Lou has moved to Durban, South Africa where she is creating her most recent series of sculptures and relifs. The main reason that she moved to this area was to find another way to produce her work that may help to make a difference to other people's lives. She is working with 30 Zulu artisans in a non-profit centre. She continues with her efforts to develop an economically sustainable project, while producing her own artwork.

Lous has exhibited her art in numerous museums and galleries all around the world including, the Metropolitan Museum of Art, New York, New York; Deste Foundation for Contemporary Art, Athens, Greece; The New Museum of Contemorary Art, New York, New York; Museum of Contemporary Art, Tokyo, Japan; Victoria and Albert Museum, London, England; Santa Monica Museum of Art, Santa Monica. California; Los Angeles Country Museum of Art, Los Angeles, California; Minneapolis Institute of Arts Minneapolis, Minnesota; the Smithsonian Institution of American Art, Washington, D.C. as while as many other. She also has been published in books and catalogues including the Leaves of Grass in a 2002 interview with Selene Wendt and Liza Lou, Liza Lou 1n 1998 by Peter Schjedahl and Marcia Tucker, and Liza Lou in 1996 by Robert Pincus, John Natsoulas Press. She has other biblographies in several other magazines.
By: April Gaither

1 comment:

  1. Her work is really amazing because of the transformation she puts the material through.

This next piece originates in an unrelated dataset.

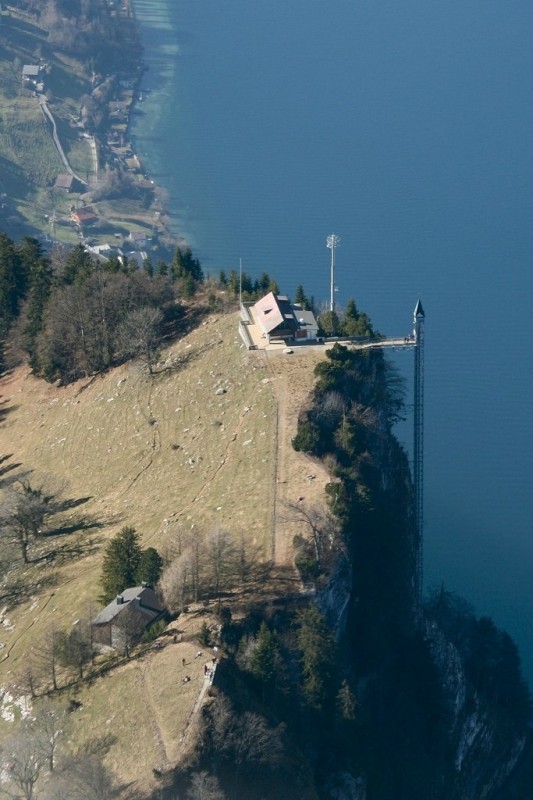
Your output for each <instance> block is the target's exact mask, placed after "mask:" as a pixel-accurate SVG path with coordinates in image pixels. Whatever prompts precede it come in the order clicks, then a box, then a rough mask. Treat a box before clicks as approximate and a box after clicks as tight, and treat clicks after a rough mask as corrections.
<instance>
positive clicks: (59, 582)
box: [0, 314, 326, 788]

    You raise an interesting question when speaking about the critics that say she is making crafts and not artwork. Her work is sort of craft based since she is using beads that are meant to be used in Jewelry. Jewelry is probably more closely related to craft or design than true fine art like painting and sculpture. Some people would disagree with that. On the far extreme ceramics, jewelry, furniture, graphic design, photography, etc are not considered fine art because their roots are in craft, design, and are utilitarian in nature. They serve a purpose. I think her work is sculpture and is fine art. This is a topic that has been around for years and it will never go away. I think it all comes down to the intent of the creator. If the intension is so make something useful that serves a functional purpose then it is not the same as those that do not have a function.